Man who escaped gallows in Singapore back home in Penang

Man who escaped gallows in Singapore back home in Penang

Beh Chew Boo's family still worrying about stigma of having an ex-convict in the house, although he has been acquitted.

Beh Ah Ba meeting his son after five years at the Penang International Airport. With him is his sister Siew Yee.
GEORGE TOWN:
Fisherman Beh Ah Ba, 72, was waiting for his son Beh Chew Boo, 38, whom he has not seen in five years, with mixed feelings. He was happy to meet his son, who has been freed from a drug trafficking sentence – and the gallows – in Singapore last week, but he was sad that the family would have to live with the stigma of having a child who has gone to prison.

The older Beh, who was at the Penang International Airport today to greet his son, told FMT that the family does not want any media attention, for it would muddy their reputation further.

After being told that he had nothing to worry about as Chew Boo had been found not guilty by the Court of Appeal, the apex court in Singapore, and was therefore an innocent man, Ah Ba opened up a little.

“We are kampung people. Within our community, our doors are all open. People are free to walk in and out. There is no privacy. Once this kind of bad news comes, they gossip and might say bad things. I am worried,” he said.

He said that despite being acquitted, Chew Boo’s more-than-four-year prison term would be fodder for chatter.

Ah Ba, who has been a fisherman for the past 60 years and has been rearing cockles for the past decade at a farm near Nibong Tebal, said Chew Boo, like him, had little education.

Chew Boo dropped out of school in Form One and tried to earn a living on his own. His father said he was a respectful lad, who cared for his parents and his three siblings and was a hardworking and a good-hearted person.

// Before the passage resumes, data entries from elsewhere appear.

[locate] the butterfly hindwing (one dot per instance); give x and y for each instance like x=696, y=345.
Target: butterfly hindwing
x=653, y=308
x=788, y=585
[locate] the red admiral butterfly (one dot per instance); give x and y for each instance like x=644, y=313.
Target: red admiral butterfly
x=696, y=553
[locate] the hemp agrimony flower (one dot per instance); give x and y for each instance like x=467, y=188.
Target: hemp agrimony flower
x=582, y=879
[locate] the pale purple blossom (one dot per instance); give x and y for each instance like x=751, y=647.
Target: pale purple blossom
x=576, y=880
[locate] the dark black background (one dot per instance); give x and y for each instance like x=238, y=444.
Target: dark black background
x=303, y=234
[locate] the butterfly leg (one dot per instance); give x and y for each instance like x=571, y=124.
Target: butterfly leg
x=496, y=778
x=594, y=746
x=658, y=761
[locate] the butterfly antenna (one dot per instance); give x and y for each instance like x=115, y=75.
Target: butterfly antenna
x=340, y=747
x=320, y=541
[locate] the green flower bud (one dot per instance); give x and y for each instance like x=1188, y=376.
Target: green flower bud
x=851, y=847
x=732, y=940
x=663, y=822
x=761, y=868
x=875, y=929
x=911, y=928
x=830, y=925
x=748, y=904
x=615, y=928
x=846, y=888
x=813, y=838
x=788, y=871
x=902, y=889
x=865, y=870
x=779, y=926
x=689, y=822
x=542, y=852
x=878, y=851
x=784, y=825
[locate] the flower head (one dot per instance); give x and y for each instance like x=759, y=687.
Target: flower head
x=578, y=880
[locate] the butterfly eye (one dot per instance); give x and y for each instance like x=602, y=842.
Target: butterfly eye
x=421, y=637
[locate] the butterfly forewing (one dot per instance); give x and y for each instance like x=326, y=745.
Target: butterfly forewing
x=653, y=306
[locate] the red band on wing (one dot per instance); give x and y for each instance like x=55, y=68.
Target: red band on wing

Ah Ba said he last saw Chew Boo, his second son, about five years ago when he left for Johor to look for a job.

He said he was thankful to the Singaporean judiciary and prison system, saying they were very kind people.

“I got to speak to my son every month for 30 minutes. And the High Court allowed him to take a three-day Chinese New Year break recently,” he said.

Chew Boo arrived at the Penang International Airport at about 9.15am from Singapore, with 11 other passengers on board a Scoot airline aircraft.

He only emerged into the public area about two hours later at 11.30am, as he had to undergo a Covid-19 test. Ah Ba and his sister Siew Yee could not contain their excitement as they met and tried to hug him. They were quickly stopped by Civil Defence officers who said no one could come close. They handed a Malaysian SIM card and some pocket money to Chew Boo who will now go into quarantine for at least 10 days.

Asked how he felt upon landing, Chew Boo said: “I am happy to be back home.” He is being quarantined at the Rainbow Paradise Hotel in Tanjung Bungah, one of the few government-mandated quarantine stations in the state for foreign arrivals.

Chew Boo, who was caught with drugs which were found under the seat of a motorcycle he had borrowed from a friend in 2016, had been sentenced to death in Singapore. He escaped the gallows after a Singapore Court of Appeal acquitted him of drug trafficking charges last year. He spent 53 months in prison.

His lawyer Wong Siew Hong said Chew Boo’s case was easily the first in Singapore where someone sentenced to death for trafficking drugs was acquitted on appeal.